Chronic Prostatitis/Pelvic Pain Syndrome

Chronic prostatitis/pelvic pain syndrome is a potentially debilitating condition diagnosed in the presence of chronic pelvic pain and lower urinary tract symptoms.

30% of all men have such symptoms at some time in their life and 8% of patients referred to urologists are diagnosed with chronic prostatitis/chronic pelvic pain syndrome.

The cause of chronic prostatitis/chronic pelvic pain syndrome is not clear although inflammatory and infective causes have been closely studied. Non-infective inflammatory causes which have been postulated include intra-prostatic reflux of urine and sperm which are immunogenic and which set up inflammatory responses. Links to psychosomatic illness secondary to stress, anxiety and depression may be found in some men.

Only 5%-10% of men are diagnosed with an infective cause by urine testing but most patients may be treated empirically with antibiotics.

Chronic Prostatitis/Pelvic Pain Syndrome
Symptoms

Lower urinary tract symptoms – obstructive and irritative
Pelvic, groin, perineal pain, rectal and low back pain. Pain after ejaculation.
Exposure to sexually transmitted disease, eg Chlamydia and gonorrhoea.

Investigations

MSU urine test and possible testing for chlamydia and gonorrhoea
Be wary of PSA levels taken during inflammatory flares as artefactual elevation may occur.
Post prostatic massage urine collection for microscopy and culture, looking for pus cells and organisms.
Unfortunately it is usually only of limited usefulness.
Ultrasound urinary tract and post void residuals.

Treatment

Targeted at symptomatic relief.
Education, reassurance and lifestyle modification.
Stress relief, dietary modification – avoidance of alcohol, caffeine, spicy food, carbonated drinks and acidic drinks.

Antibiotics
trial for 2 to 4 weeks Keflex 500mg four times daily
or
Trimethoprim 300mg daily
or
Ciprofloxacin 500mg bd
or
Norfloxacin 400mg bd
and/or
Doxycycline 100 mg daily for 3 weeks.
Doxyclycline is used less often. Ciprofloxacin has been associated with skin reactions and tendonitis and very rare neurological side effects.

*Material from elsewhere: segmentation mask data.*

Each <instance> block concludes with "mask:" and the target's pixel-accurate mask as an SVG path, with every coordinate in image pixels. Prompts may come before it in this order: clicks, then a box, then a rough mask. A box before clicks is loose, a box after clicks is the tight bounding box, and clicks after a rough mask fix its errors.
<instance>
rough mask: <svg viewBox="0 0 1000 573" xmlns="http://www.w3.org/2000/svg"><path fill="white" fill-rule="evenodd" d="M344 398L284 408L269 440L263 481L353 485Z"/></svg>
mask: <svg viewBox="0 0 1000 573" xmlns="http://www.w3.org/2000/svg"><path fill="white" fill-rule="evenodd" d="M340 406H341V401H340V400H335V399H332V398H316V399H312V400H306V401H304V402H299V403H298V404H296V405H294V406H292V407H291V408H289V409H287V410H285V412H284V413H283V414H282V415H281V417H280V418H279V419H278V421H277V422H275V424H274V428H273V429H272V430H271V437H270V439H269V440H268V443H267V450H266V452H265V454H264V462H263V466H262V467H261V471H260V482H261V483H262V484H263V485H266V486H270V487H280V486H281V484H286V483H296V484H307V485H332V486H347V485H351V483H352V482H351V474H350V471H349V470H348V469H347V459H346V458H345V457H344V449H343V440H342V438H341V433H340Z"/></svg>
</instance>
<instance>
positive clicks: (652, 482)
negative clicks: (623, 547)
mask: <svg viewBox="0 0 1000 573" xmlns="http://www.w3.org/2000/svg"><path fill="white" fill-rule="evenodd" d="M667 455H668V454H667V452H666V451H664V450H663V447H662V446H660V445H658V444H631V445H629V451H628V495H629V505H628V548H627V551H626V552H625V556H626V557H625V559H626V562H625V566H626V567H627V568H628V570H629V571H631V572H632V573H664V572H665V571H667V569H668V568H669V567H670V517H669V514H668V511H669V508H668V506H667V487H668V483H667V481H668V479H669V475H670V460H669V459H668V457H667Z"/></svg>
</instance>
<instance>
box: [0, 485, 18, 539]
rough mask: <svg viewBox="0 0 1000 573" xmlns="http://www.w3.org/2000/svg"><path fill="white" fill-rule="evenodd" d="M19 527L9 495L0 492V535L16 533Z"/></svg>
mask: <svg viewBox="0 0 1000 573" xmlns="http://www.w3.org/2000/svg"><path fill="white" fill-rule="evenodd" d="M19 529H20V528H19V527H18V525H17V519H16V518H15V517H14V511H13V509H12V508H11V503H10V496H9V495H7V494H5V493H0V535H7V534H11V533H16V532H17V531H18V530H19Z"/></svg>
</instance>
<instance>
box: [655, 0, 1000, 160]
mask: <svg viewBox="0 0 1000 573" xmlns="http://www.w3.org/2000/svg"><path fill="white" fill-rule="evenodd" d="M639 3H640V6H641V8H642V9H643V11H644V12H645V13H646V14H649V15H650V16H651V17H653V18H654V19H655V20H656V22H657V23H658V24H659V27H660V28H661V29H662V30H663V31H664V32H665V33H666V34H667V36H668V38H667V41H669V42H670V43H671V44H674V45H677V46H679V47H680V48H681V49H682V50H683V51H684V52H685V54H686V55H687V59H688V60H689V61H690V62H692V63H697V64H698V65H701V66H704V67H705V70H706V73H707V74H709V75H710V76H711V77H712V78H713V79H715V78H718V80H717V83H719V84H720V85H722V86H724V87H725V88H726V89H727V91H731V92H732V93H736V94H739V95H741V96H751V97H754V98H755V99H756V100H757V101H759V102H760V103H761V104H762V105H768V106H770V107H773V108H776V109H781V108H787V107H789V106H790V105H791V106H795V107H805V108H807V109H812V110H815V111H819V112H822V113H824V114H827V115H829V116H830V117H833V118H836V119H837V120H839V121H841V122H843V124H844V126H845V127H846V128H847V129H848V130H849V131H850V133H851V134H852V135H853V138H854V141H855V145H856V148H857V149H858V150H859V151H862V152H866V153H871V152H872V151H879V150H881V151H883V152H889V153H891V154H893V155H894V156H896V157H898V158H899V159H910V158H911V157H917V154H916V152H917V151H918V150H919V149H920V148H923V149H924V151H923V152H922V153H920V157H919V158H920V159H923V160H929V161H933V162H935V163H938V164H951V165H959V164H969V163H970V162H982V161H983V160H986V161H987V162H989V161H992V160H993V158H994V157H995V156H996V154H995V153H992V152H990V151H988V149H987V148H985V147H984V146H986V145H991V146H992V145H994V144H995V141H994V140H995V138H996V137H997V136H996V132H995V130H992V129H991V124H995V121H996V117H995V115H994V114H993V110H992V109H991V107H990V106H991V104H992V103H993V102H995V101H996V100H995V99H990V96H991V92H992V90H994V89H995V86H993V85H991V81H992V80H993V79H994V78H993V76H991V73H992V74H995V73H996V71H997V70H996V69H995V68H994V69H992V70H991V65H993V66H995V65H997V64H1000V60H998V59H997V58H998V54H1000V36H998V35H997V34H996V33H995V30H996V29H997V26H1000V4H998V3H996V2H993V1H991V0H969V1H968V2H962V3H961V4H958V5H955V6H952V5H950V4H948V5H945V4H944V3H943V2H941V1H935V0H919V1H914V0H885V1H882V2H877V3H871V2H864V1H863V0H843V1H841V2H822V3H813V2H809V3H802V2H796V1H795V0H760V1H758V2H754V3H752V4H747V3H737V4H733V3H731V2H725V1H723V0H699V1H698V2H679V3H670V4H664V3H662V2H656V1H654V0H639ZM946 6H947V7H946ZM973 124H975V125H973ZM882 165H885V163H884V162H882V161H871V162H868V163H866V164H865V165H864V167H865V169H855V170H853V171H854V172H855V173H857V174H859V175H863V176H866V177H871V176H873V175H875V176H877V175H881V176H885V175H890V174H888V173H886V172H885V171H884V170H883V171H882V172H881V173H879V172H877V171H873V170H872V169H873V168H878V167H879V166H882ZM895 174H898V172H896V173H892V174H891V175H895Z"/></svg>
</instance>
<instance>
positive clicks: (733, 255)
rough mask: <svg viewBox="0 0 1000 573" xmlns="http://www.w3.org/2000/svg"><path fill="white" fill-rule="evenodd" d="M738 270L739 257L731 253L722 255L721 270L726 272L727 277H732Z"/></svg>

Other agents such as metronidazole, which may be trialled to target rare and controversial infective aetiologies ( i.e. they are not easily able to be cultured ) such as trichomonas vaginalis and urealasma urealyticum.

Alpha blockers

Tamsulosin ( Flomaxtra 1 mane after food ) or 1-2 Prazosin daily ( starting at 0.5mg bd and titrated to minimize effects on blood pressure.)

Non steroidal anti-inflammatories such as nurofen and voltaren

After warning of GI side effects.

Herbal preparations

Saw palmetto, extract of the berry of the American Dwarf palm.

Prostatic disengorgement

Ejaculation or prostatic massage.
Mucolytic agents such as Bisolvon.

Chronic pain team referral

Pelvic floor physio for investigation of trigger point treatment
For patients with debilitating symptoms which fail all above interventions.